Daily use of garlic in the diet has been shown to have beneficial effects on the body, especially the blood system and the heart. Scientific data reveals that garlic reduces glucose metabolism in diabetics, slows the development of arteriosclerosis and lowers the risk of heart attacks. Without a doubt, garlic provides the body with protection against cardiovascular disease.

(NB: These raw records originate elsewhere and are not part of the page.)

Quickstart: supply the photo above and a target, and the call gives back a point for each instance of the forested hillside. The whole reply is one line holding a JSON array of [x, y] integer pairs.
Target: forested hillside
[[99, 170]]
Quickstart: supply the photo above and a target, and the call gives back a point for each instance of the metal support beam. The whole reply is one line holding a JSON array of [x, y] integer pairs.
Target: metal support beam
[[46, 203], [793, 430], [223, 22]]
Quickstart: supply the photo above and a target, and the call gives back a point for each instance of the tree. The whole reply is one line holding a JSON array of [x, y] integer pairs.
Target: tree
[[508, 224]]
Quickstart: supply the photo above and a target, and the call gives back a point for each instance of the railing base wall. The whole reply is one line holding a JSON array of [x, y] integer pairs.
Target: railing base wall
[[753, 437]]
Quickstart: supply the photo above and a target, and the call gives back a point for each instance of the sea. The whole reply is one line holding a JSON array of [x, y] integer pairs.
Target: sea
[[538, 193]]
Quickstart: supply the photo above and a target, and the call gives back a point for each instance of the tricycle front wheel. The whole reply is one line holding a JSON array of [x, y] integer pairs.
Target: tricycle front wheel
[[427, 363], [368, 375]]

The Nutrition Committee of the American Heart Association publicly acknowledged garlic's potential in helping to reduce the risk of heart disease and other cardiovascular diseases. Garlic may also help the body to protect itself from heavy-metal accumulation, which can result from eating fish that may be high in mercury, or whenever you are exposed to smog and heavy air pollution.

Health Benefits

It would be impossible to detail all of the wonderful properties of this truly remarkable medicinal plant in this small space. Many of the therapeutic effects of garlic are thought to be due to its volatile factors, which are composed of the sulfur-containing compounds allicin, diallyl disulfide, diallyl trisulfide, and others. Additional constituents of garlic include other sulfur-containing compounds; high concentrations of trace minerals, particularly selenium and germanium; glucosinolates; and enzymes.

Chopping or crushing garlic stimulates the enzymatic process that converts the phytochemical alliin into allicin, a compound to which many of garlic's health benefits are attributed. The compound allicin is also mainly responsible for the pungent odor of garlic.

The antimicrobial activity of garlic is due to allicin. Allicin has been shown to be effective not only against common infections, such as colds, flu, stomach viruses, and Candida yeast, but also against powerful pathogenic microbes, including tuberculosis and botulism.


Garlic Protects the Liver and Can Prevent Cancer

Another priceless benefit of garlic for health and long life is liver protection. Garlic is a powerful detoxifying agent that can protect against various liver toxins. In an experimental study, garlic protected against acetaminophen induced liver toxicity. This means that individuals who are taking Tylenol® may find garlic is beneficial.

Garlic also appears to offer protection against some cancers by mobilizing the effectiveness of the body's immune system. For example, studies have shown that people who eat garlic at least once a week have a significantly lower risk of colon cancer.

Substances found in garlic, such as allicin, have been shown not only to protect colon cells from the toxic effects of cancer-causing chemicals but also to stop the growth of cancer cells once they develop. Population studies in China and Italy found that the incidence of stomach cancer is lower in people who eat lots of garlic.


Uses and Storing

It is best to use fresh garlic, but if strapped for time, you can use the minced garlic in the jar. Garlic in flake, powder, or paste form is also convenient, but it is simply not as good as fresh garlic.

Store fresh garlic at room temperature in an uncovered container in a cool, dark place away from heat and sunlight.

One of the best ways to benefit from garlic is to juice it with other vegetables. When juicing garlic, it is best to remove the clove from the bulb and wrap it in a green vegetable, such as a spinach leaf or some parsley. This accomplishes two things: (1) it prevents the garlic from popping out of the juicer, and (2) the chlorophyll from the green vegetable helps bind some of the odor. It is also a good idea to juice the garlic first, as the other vegetables will remove the odor from the machine.